True, if it wasn’t for Bitcoin and its rise in late 2017, most wouldn’t have known what cryptocurrency and blockchain was. It is a novel technology, yes, but most “participants” are here for the money—and is perfectly normal. Nothing’s absurd about it. To speculators, the inner workings and the superiority of the technology is secondary. It is for this reason why the debate on whether Bitcoin—despite all the milestones and widespread adoption—is an ideal medium of exchange or a store of value. The store of value narrative has been rehashed for sometimes now and it is about time to clarify.
Bitcoin, regardless of speed and scalability, is the most decentralized platform exemplifying and embodying the core principles of blockchain—freedom and distribution. Add that to their widespread use—not as SoV but as a medium of exchange, our stand that Bitcoin can organically grow to new heights and that “investors” shouldn’t expect prices to shoot to new highs just weeks after an 85 percent drop continue to remain firm. At least not from previous cycles where it has been determined that it will take at least three years before there’s another upswing driven mostly by demand and not speculators.
And the duo-nature (cash and store of value) of Bitcoin — as A Peer-to-Peer Electronic Cash System–stems from the very design. The network is technically an open source settlement system secured by a swarm of incentivized miners and Satoshi’s objective was to create an alternative, a platform where people can pay move funds without third parties. It’s easy to prop this argument.
Within the Bitcoin platform, there will be 21 million BTCs to ever circulate. Of this, 17,505,025 BTCs are in circulation and it is estimated that out of these 17.505 BTCs, four million are levitating in the digital ether and can’t be retrieved. With halving, we expect rewards to keep on decreasing and because Bitcoins cannot be created arbitrarily, volatility to naturally taper as BTC use become more widespread. Because of this increase in demand, the no-inflationary nature and low volatility spin-off will make it the digital version of Gold.
Going by projections, when the last Bitcoin will be taped out and miners are entirely drawing benefits from transactions fees, it will be expected that Moore’s law will catch up and chip manufacturers will be rolling out small but very efficient chipsets evening the field for miners ensuring that they are in business.

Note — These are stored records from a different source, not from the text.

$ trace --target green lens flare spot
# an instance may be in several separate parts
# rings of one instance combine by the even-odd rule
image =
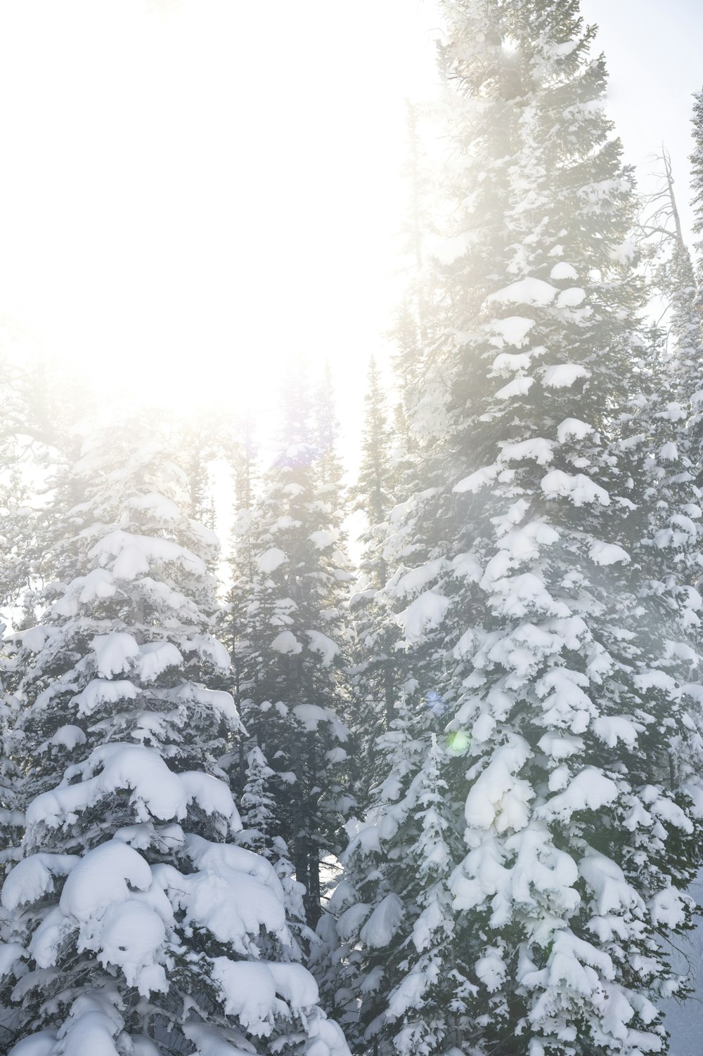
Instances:
[[[447,737],[447,751],[451,755],[466,755],[471,747],[471,735],[465,730],[457,730]]]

Therefore, before Bitcoin becomes a store of value, it must first become a medium of exchange. That’s why the coin is divisible into eight parts and different merchants accept the coin. This is part of the first phase that will help drive adoption first as a medium of exchange. A fluid, inflation-proof option for government-issued fiat. Adoption will fizzle out volatility and because of low volatility, we shall have platforms as Bakkt or ETFs catalyzing and helping it transform into a store of the value network.